Get a foam roller or 'the stick'.


----------



## F1EA (Oct 25, 2013)

I wear compression leggins. They're better than non-compression, but I don't think I could quantify any benefit. Recovery is more a function of how hard i rode, how much beer I didn't drink and how late in the season we're in... 

So for me it's more along i like how they feel and that's enough for me to prefer them.

Similar but opposite with merino. I don't like how it feels against my skin and don't like the durability in merino socks; so I prefer other fabrics.


----------



## Donutz (May 12, 2010)

Two Advil after a session is far more effective for me than compression garments.


----------



## GregT943 (Apr 1, 2019)

I wear compression leggings just simply because I find it more comfortable. I hate having lots of fabric bunching up and moving around. I like really tight base layers and looser outer layers. I have no idea if it actually aids in recovery or keeps you from fatiguing.


----------



## Rip154 (Sep 23, 2017)

Never felt like I needed this. I can get tired, but it's mostly a good feeling, not pain. Do you feel like you need it?


----------



## Mike256 (Oct 13, 2013)

Never tried them with snowboarding but they absolutely helped with motocross. Felt a big difference if I didn’t wear them. You need to replace them regularly though.
As donutz said already, I just take Advil before snowboarding and it helps.


----------



## Mike256 (Oct 13, 2013)

Holy crap I just looked at how old this thread is. Who keeps dragging up these old threads?


----------



## robotfood99 (Mar 19, 2016)

Men discussing tight underwear is a time honored tradition here. 

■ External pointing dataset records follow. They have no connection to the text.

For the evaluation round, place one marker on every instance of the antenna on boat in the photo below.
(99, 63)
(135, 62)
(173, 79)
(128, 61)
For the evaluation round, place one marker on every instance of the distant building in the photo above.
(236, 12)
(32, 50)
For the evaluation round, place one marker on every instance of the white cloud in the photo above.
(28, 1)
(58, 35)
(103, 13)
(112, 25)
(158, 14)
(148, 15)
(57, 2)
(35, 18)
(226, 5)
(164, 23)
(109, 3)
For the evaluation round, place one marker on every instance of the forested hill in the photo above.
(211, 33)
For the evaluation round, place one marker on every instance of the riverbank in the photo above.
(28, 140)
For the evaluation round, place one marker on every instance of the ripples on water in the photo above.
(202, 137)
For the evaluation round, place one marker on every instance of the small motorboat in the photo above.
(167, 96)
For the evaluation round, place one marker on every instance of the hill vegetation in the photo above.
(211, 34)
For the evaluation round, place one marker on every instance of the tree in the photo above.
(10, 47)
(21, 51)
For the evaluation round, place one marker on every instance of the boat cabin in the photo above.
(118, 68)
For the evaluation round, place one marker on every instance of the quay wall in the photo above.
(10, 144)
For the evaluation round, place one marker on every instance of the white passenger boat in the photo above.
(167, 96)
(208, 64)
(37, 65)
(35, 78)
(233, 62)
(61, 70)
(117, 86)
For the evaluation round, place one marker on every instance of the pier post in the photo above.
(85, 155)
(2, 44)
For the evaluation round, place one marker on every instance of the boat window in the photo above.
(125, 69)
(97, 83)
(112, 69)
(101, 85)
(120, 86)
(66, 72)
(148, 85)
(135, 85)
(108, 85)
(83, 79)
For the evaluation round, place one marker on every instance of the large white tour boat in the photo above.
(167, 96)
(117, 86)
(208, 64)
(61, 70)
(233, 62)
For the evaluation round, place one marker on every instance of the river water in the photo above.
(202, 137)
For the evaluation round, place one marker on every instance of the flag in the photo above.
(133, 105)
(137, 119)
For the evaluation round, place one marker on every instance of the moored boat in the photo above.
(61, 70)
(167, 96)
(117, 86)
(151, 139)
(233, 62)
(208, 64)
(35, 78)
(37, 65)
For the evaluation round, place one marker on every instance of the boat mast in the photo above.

Dunno about compression and recovery, but I wear them to prevent chafing from knee pads and crash shorts.


----------



## Donutz (May 12, 2010)

Mike256 said:


> Holy crap I just looked at how old this thread is. Who keeps dragging up these old threads?


It's usually either a noob who isn't looking at dates or a spammer who's just looking for a thread to spam.


----------



## 16gkid (Dec 5, 2012)

robotfood99 said:


> Men discussing tight underwear is a time honored tradition here.
> 
> Dunno about compression and recovery, but I wear them to prevent chafing from knee pads and crash shorts.


Definitely agree with ya, also try taking off a 10lb sweaty leather motorcycle race suit while its 90 degrees out with max humidity, not good, the compression gear lets you slide in and out of your suit. and ive grown to love that feeling of wearing a compression suit, without it feels sloppy.


----------